Security Technologies: ExecShield

This article was originally published on the Red Hat Customer Portal. The information may no longer be current.

The world of computer security has changed dramatically in the last few years. Keeping your operating system updated with the latest security patches is no longer sufficient. Operating system providers need to be more proactive in combating security problems. A majority of exploitable security flaws are due to memory corruption. ExecShield, a Red Hat-developed technology, included since Red Hat Enterprise Linux 3, aims to help protect systems from this type of exploitable security flaws.

Buffer Overflows

Buffer overflows are common mistakes found in programs written in the C or C++ programming languages and are generally very easy to exploit. In fact, there are semi-automated exploit-creation kits available on the Internet. When a function is called, the return address is first pushed on the stack. This is followed by any variables which are declared on the stack including buffers. On Intel and compatible processors, the stack grows in a downward direction over time (The image shows a simplistic, but inverted view of the memory, in which stack is showed to grow in the upward direction). This is why the buffer is stored before the return address. This buffer is stored on the stack and is located before the memory location containing the address of the program code that invoked the function. When the function is finished, the address is used to resume the program at the point of the function invocation.

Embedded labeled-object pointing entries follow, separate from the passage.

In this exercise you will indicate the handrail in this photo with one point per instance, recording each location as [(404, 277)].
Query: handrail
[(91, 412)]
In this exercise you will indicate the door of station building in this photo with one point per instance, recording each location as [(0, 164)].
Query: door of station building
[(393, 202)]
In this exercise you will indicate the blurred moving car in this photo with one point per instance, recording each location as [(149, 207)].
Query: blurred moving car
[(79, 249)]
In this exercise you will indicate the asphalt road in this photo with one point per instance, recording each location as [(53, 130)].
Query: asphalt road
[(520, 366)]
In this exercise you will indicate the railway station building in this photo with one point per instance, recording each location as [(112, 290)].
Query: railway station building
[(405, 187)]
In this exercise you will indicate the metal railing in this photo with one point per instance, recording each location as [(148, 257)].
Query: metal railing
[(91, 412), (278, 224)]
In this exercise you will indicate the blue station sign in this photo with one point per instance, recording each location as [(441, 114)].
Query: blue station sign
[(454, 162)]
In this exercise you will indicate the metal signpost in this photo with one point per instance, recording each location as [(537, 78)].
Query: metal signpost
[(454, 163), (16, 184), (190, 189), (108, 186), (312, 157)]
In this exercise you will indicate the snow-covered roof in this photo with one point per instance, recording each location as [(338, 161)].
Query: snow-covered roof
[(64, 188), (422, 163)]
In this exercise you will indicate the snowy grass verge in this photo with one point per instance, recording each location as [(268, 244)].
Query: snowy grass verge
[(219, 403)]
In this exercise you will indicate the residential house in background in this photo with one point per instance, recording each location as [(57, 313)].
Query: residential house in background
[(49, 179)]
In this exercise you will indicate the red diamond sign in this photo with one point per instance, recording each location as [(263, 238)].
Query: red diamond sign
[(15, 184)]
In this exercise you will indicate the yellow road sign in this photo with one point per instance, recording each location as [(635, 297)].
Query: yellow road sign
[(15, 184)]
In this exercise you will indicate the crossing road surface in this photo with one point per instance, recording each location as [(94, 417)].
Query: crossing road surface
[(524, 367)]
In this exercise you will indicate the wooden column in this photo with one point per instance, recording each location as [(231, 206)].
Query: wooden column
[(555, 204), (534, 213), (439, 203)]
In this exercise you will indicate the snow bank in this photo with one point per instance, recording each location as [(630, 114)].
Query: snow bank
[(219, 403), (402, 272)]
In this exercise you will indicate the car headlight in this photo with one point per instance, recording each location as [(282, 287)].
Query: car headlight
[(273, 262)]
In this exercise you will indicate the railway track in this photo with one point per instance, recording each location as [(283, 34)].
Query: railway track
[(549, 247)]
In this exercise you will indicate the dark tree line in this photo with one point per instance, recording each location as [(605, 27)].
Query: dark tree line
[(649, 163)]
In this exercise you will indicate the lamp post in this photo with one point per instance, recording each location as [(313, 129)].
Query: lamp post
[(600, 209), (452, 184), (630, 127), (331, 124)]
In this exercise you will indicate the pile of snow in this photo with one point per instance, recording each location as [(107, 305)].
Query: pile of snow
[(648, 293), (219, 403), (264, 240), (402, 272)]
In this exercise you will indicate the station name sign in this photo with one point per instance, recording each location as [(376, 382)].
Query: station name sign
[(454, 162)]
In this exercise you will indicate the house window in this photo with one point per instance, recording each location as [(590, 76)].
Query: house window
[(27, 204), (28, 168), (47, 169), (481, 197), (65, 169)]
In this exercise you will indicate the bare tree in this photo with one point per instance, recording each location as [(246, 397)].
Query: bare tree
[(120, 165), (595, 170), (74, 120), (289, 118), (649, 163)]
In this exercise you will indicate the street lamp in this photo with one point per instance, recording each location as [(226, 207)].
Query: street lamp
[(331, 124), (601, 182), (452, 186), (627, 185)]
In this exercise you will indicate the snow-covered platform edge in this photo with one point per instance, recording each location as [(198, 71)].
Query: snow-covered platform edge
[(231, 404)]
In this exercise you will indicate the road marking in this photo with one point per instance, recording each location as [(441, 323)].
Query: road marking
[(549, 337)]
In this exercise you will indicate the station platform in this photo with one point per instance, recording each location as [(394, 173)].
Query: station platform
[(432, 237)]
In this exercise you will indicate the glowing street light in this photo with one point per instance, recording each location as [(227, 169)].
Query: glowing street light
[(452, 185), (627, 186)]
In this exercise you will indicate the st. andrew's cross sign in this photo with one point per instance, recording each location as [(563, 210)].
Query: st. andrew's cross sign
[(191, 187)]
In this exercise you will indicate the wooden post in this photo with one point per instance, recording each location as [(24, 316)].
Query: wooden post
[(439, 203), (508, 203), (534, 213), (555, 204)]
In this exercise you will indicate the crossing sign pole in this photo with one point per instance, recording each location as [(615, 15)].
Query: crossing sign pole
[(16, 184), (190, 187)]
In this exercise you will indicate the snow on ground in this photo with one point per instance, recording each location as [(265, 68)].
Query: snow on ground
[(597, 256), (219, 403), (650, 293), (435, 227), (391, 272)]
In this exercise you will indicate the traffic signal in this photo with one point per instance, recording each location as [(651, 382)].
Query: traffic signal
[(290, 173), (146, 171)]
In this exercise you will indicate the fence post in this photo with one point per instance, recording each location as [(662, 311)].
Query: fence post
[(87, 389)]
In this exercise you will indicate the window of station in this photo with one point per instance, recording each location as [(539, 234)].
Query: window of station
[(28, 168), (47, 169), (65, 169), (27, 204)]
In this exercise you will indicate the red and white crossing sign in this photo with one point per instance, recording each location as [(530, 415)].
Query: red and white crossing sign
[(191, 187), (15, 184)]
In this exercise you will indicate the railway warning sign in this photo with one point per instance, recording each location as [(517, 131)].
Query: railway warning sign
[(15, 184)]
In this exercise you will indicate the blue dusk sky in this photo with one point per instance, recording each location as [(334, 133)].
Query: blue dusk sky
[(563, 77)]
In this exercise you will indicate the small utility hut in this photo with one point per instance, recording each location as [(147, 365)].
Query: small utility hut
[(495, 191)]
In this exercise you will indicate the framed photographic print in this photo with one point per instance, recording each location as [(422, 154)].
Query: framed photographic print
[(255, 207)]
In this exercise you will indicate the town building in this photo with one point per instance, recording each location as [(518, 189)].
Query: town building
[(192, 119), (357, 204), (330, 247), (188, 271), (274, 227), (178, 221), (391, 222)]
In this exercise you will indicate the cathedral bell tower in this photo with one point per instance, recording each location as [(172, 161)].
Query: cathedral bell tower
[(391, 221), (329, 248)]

If there is a stack-based buffer overflow flaw (CWE-121) in the application, the attacker can effectively write beyond the bounds of the buffer and could overwrite the return address. By overwriting the return address (which holds the address of the memory location of the code to execute when the function is complete), the exploit can control which code is executed when the function finishes. The simplest and most common approach is to make the return address point back into the buffer, which the attacker has filled with program code in the same step which caused the overflow. Such injected program code is often called "shellcode", as an attacker would typically start a shell such as bash, through which further commands can be ran.

Preventing Security flaws caused by buffer-overflow

An attacker can often change the return address of the function and point them to an area within the buffer which contains shellcode. The first logical step in countering buffer overflows is to ensure that return addresses only point to trusted program code and not to hostile externally injected program code. This is the approach that ExecShield and NX technology, provided by AMD and Intel, take. ExecShield approximates a separation of read and execute permissions by segment limits. The effect of applying segment limits is that the first N megabytes of the virtual memory of a process are executable, while the remaining virtual memory is not. The operating system kernel selects the value of N.

With such a segment limit in place, the operating system must make sure that all program code is located below this limit (the top side of the above picture) while data, especially the stack, should be located in the higher virtual memory addresses (the bottom side of the picture). When a violation of the execution permission happens, the program triggers a segmentation fault and terminates. This behavior is identical to when a program tries to violate read or write memory permissions or access unmapped memory addresses.

Intel and AMD NX Technology

Both AMD and Intel have recognized the lack of ability in separating read and execute permissions in the x86 architecture. In the AMD64 processor line, AMD extended the architecture in a backward compatible way by adding a No eXecute permission to the set of existing memory permissions. After AMD's decision to include this functionality in its AMD64 instruction set, Intel implemented the similar XD bit feature in x86 processors beginning with the Pentium 4 processors based on later iterations of the Prescott core.

Since NX is more fine grained than the previously described segment approach, for processors which have NX enabled, ExecShield attempts to use that.

Randomization

Since a typical buffer-overflow exploit works by overwriting the original return address with the address of the buffer containing the shell code, the attacker needs to know the exact address of the buffer containing this code. While this appears to be difficult, in practice it may not be very difficult especially when there is some sort of an address leak flaw as well.

Each system running the same version of the operating system has the same binaries and libraries. A person who is writing an exploit only has to examine their own system to determine the address that will be similar on all other such systems. Another approach in exploiting buffer overflows also involves overwriting the return address, however, rather than overwriting it with the address of the shellcode injected into the buffer, an attacker overwrites it with the address of a subroutine that is already present in the application, quite often the system() function from the glibc library. Since this type of attack does not depend on executing code in a data/stack area, but does depend on executing previously present and legitimate code with attacker-supplied data, it defeats the ExecShield approach of making the stack non-executable. Note, however, that this approach also depends on knowing the exact address of the function that is to be called.

In order to prevent the above, the ExecShield technology uses Address Space Layout Randomization, which gives randomized offsets to several key components like the stack, locations of shared libraries and the program heap. This randomization offers more system security by making it difficult to find the exact address needed for these exploits; the address is now different for every machine as well as being different each time a program starts.

Though ExecShield provides a decent level of protection against exploitation, it is not enough on its own. Several other technologies such as ASLR should be enabled in the operating system. Further, important binaries need to be compiled with exploitation-mitigation technologies like PIE, REPRO, FORTIFY_SOURCE etc, to provide an optimal level of protection, which is what Red Hat has been doing for years.